WebPageReplay/Runbook
This is the runbook for deploying new versions of WebPageReplay/Browsertime/Firefox/Chrome.
Meta
- Issue tracker (Phabricator): synthetic-performance-testing
- Documentation: WebPageReplay
Update to new version
Firefox and Chrome are bundled in the sitespeed.io Docker container. When there's a new version, check the changelog and update like this:
- Clone the Gerrit repo: ssh://USER@gerrit.wikimedia.org:29418/performance/synthetic-monitoring-tests.git
- Go into the new cloned repo:
cd synthetic-monitoring-tests
- Create a new branch named with the new version number:
git checkout -b my_new_version
- Edit the run.sh file and change one of the first lines that looks something like this:
DOCKER_CONTAINER=sitespeedio/sitespeed.io:10.3.2
- Change the version number (10.3.2 in this case) to your new version.
- Commit the file and send in the commit for a review.
- When the change is approved, the new version will be automatically picked up the next iteration of running the tests.
Deploy first time
On a new server you need to install the dependencies (Docker) and follow the instructions.
Debug missing metrics
If metrics stops arriving in Grafana the reason can be two different things: Either something is wrong with Graphite or something is broken on the WebPageReplay server. First check the #synthetic-tests-error-reporting Slack channel and see if you have any related errors in that channel.
If you can't see any errors, then focus on the WebPageReplay server. You can see which server that run which test at WebPageReplay#Servers. Log into the server and check of if any tests is running.

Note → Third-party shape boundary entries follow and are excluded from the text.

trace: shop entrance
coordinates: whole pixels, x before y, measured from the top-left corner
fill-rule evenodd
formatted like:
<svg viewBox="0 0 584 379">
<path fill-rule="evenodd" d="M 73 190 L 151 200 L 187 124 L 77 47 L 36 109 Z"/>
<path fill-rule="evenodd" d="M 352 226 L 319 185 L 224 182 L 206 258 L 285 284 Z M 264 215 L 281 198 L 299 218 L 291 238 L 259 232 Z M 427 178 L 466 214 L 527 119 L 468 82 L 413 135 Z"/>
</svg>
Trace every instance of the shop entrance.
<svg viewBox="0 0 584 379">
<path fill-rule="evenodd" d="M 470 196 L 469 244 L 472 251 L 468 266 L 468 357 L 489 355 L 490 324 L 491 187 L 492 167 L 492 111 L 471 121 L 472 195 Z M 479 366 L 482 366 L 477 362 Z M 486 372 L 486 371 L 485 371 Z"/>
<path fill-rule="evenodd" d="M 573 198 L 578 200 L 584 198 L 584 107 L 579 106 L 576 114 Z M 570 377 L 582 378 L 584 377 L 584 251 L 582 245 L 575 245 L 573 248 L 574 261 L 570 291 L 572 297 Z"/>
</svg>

Do that by running docker ps
If everything is ok it should look something like:
CONTAINER ID IMAGE COMMAND CREATED STATUS PORTS NAMES
1ae4f0e6946c sitespeedio/sitespeed.io:35 "/start.sh --config …" 6 minutes ago Up 6 minutes sitespeedio
We start (and stop) the container for every new test so a container should have been created for maximum a couple of minutes ago. If the created is a couple of hours (or days) ago, something is wrong. The container is stuck, probably something happened with the browser. You can fix the test by killing the container: docker kill sitespeedio
The root cause (that the container got stuck) is still there but restarting the test usually works. After you killed the container, wait a minute and check again that a new container is running by using docker ps
Check Grafana the coming hour to make sure it doesn't get stuck again.